Des approches réglementaires nécessaires
Le cacao cultivé dans des circonstances (qui devraient être) illégales trouve toujours un marché, car il n’est pas interdit de tirer profit des violations des droits humains et de la déforestation dans les pays consommateurs de cacao. Une multitude de conventions gouvernementales, de plateformes nationales multipartites et de collaborations sectorielles existent, mais pas de pénalités en cas de nonrespect des objectifs fixés ni d’obligation de les atteindre. Paradoxalement, ce sont ceux qui se trouvent au bas de l’échelle — les cultivateurs et les cultivatrices de cacao qui vivent souvent en dessous du seuil de pauvreté — qui perdent leur certification de cacao durable s’ils ne s’y conforment pas.
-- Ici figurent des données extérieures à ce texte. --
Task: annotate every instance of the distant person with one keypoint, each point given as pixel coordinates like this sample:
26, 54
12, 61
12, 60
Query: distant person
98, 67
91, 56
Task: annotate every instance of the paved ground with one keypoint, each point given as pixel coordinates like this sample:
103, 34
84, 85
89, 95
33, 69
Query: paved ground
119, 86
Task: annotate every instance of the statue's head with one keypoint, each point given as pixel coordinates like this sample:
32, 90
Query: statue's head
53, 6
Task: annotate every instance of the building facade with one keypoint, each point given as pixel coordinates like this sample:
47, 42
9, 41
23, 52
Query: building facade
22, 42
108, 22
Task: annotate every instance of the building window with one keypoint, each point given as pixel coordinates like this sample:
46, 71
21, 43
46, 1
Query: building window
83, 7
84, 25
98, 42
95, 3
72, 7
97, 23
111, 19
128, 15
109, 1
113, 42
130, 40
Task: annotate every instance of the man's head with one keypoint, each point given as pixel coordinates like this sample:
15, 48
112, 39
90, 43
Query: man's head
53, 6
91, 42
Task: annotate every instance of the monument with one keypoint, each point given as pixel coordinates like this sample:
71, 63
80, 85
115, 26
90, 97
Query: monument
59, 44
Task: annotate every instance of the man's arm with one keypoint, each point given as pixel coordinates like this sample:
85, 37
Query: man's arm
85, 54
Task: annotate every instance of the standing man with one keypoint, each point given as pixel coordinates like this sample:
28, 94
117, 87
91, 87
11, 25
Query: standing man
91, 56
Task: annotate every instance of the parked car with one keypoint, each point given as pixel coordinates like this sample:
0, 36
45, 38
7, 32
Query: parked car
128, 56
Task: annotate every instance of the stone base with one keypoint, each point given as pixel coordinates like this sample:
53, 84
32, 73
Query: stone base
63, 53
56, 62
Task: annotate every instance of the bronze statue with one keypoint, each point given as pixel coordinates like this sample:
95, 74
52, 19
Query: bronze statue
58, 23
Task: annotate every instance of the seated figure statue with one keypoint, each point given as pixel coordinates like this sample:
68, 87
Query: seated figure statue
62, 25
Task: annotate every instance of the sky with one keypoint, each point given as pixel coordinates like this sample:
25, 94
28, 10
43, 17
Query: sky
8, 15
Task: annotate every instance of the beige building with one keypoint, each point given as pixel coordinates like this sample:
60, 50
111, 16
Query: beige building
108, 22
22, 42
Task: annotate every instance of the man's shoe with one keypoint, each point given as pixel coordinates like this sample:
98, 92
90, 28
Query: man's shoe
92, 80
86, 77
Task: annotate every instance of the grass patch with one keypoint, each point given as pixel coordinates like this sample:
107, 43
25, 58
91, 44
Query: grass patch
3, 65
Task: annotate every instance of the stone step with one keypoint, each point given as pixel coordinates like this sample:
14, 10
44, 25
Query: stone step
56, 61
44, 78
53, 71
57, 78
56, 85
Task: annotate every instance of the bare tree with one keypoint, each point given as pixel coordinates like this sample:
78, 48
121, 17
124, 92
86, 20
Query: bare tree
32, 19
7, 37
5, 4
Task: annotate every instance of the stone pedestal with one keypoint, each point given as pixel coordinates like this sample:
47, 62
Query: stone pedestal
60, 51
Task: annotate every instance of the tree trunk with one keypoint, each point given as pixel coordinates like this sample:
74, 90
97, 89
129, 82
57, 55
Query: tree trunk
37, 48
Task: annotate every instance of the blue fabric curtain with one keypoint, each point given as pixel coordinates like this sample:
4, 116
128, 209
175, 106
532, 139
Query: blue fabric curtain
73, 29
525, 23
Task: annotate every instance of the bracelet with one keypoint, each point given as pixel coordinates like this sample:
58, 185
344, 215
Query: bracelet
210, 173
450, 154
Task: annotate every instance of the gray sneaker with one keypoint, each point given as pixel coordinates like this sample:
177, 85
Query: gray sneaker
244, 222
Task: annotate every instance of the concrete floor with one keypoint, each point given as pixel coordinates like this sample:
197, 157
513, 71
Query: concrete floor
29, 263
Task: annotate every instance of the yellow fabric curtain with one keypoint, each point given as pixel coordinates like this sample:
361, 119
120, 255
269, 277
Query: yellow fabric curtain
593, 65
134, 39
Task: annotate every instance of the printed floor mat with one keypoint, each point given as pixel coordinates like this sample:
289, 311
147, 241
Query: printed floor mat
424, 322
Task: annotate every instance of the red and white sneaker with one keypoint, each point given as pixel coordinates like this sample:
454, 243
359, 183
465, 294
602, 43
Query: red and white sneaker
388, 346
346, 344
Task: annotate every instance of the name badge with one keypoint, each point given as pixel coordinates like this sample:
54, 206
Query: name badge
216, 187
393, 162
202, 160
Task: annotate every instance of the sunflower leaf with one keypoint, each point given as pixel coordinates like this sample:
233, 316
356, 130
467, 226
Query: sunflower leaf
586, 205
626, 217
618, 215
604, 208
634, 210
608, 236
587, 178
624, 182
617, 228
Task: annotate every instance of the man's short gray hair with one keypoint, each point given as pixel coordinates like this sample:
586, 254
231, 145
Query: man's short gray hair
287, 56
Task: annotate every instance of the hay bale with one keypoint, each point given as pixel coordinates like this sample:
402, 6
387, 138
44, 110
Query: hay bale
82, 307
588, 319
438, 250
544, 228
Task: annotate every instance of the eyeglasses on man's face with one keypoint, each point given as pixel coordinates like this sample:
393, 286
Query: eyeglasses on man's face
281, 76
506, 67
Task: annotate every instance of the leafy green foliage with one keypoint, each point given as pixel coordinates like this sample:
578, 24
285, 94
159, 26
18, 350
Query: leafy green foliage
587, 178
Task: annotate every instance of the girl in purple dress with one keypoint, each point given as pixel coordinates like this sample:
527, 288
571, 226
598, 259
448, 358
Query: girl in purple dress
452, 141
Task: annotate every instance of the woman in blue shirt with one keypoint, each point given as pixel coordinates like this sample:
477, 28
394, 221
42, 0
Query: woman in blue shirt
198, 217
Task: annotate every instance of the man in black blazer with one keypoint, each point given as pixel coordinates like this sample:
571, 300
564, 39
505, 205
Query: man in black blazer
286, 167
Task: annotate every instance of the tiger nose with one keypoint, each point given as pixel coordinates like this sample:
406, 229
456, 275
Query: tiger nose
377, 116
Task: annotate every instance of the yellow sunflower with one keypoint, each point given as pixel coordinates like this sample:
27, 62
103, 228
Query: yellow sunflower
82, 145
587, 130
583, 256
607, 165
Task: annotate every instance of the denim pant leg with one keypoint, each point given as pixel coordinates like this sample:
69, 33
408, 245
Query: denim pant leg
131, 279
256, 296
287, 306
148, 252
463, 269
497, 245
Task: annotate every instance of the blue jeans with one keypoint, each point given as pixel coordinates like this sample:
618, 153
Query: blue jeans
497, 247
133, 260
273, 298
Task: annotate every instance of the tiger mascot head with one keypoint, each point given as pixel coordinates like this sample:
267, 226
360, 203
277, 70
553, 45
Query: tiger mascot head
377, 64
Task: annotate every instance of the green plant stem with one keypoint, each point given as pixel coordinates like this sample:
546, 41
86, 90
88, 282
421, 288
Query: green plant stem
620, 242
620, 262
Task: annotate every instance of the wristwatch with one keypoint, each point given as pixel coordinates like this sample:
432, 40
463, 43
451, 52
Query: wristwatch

Toutefois, ces deux dernières années, les gouvernements et les entreprises se sont montrés de plus en plus favorables à une réglementation contraignante sur le devoir de diligence en matière de droits humains et d’impact environnemental.
Conclusion
La plupart des problèmes rencontrés dans le secteur du cacao sont systémiques et nécessitent des interventions structurelles tant au niveau territorial qu’aux niveaux national et mondial. Le cœur de la solution réside dans la création d’un environnement favorable. Ceci passe par une réglementation contraignante du devoir de diligence en matière de droits humains et d’impact environnemental, une autonomisation des petits producteurs et un renforcement de leur position au sein des chaînes d’approvisionnement mondiales, par l’autonomisation des cultivateurs et des cultivatrices ainsi que de la société civile locale afin qu’ils puissent demander à leur gouvernement de leur rendre des comptes. Cet ensemble de mesures doit être soutenu par des mécanismes de transparence, de devoir de diligence et de redevabilité, ainsi que par une traçabilité et un suivi ouvert du secteur du cacao. Cet environnement favorable doit être soutenu par des investissements et des efforts beaucoup plus importants de la part de l’ensemble des acteurs, les entreprises, les gouvernements et les donateurs.